Катины рассветы...

Верона Шумилова
                14

   Василий Петрович в белой рубашке и наглаженном костюме стоял за киоском. Стоял и думал о том, как на этот раз встретит его дочь, что скажет ему и будет ли вообще говорить с ним.
   Еще издали увидел ее: Катя появилась во дворе общежития в сиреневом костюме, в новых, на каблучках, туфельках. Лишь прошла мимо,  несмело окликнул ее,  но она не услышала его. Ушла, тоненькая, стройная, унося с собой его замирающее сердце и надежду на встречу, а он остался стоять на том же месте, словно прикованный цепями.
   "Вот она, моя кровинка, - провожал он ее глазами. - Выжила и выстояла и без отца. А сколько горя хлебнула?! И не стала ни наркоманкой, не ушла под заборы. А могла бы... Сама карабкается вверх... Ах, дочка, дочка! И я ведь победил зло. Все силы отдал, но победил... - Слабея телом, Василий Петрович облокотился о выкрашенный зеленой краской забор. - Странно, - подумал он дальше, - странно, что люди не могут победить пристрастие к выпивке. Можно ведь. Только в какое-то время необходимо не щадить себя, хребет сто раз переломать, чтобы косточки хрустели; когда и тяжко и больно, и страшно и невыносимо, а держаться надо: пусть душа кричит криком, пусть в мучениях умирает, требуя хоть капельку спиртного, чтобы ожить, а ты держись и не смотри на бутылку. Умри, но не смотри! Она волком воет, а ты держись; она задыхается, а ты дыши,  она падает, а ты стой. Стой, когда, казалось бы, сил-то никаких нет, и воли нет, а есть одно безмерное всепоглощающее желание выпить, чтобы вернуться с того, кошмарного света, в этот, теплый, безмятежный, когда море - по колена и жар-птица в руке. И если ты устоишь в эти минуты, часы, дни - ты победил..."

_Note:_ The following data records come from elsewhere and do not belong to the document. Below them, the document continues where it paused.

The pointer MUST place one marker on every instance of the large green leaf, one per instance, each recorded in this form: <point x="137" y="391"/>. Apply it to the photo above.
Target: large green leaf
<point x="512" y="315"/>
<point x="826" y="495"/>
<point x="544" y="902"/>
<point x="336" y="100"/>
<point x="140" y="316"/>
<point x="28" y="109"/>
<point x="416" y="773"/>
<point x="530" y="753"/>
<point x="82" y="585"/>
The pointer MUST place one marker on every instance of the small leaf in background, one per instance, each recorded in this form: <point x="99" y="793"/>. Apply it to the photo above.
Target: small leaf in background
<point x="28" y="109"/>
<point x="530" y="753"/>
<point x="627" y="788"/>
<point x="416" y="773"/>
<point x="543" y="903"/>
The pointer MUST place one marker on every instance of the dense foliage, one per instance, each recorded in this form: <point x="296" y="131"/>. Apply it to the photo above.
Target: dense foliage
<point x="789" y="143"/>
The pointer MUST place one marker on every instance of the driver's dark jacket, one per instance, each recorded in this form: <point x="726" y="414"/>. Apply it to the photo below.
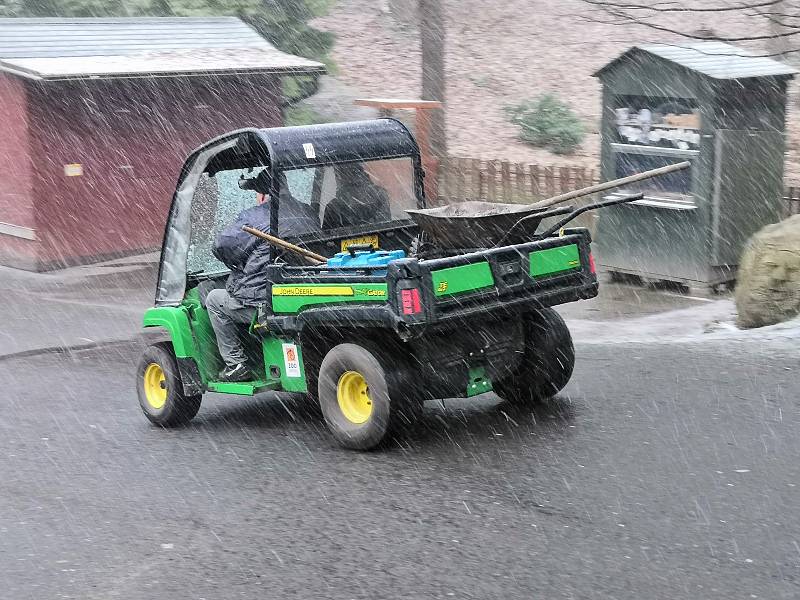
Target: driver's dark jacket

   Василий Петрович увидел Катю, когда солнце клонилось к закату. Она шла с высоким офицером. Держась за руки, они что-то весело обсуждали. Катя была с цветами.
   "Доченька... - прошелестел одними губами Василий Петрович. - Моя родная..."
   - Катя... Доченька... - тихо позвал, надеясь, что дочь, будучи с молодым человеком, не посмеет на этот раз пройти мимо.
   Молодые люди остановились.
   Василий Петрович подошел к ним, поздоровался.
   - Здравствуй, папа, - ответила Катя, не зная, представлять ли ему Дмитрия. - Мой отец, - сказала просто, подавив в себе радость, минуту назад бурлившую в ее сердце. - Познакомьтесь.
   Дмитрий подал руку седеющему аккуратному мужчине.
           - Лейтенант Рогов.
   - Мезенцев Василий Петрович.
   И они пошли рядом.
   Никто не слышал, о чем говорили эти трое, но многие видели, что они прошли мимо общежития, где жила Катя, и направились в сторону дома, в котором обитал в одиночестве Василий Петрович.
   Не чувствуя от радости под собой ног, Катя поднималась по знакомым до каждой трещинки четырем ступенькам, размышляя: а вдруг в квартире не убрано и все увидит Дима? А вдруг отец все вещи пропил   и дома – шаром покати?  А вдруг...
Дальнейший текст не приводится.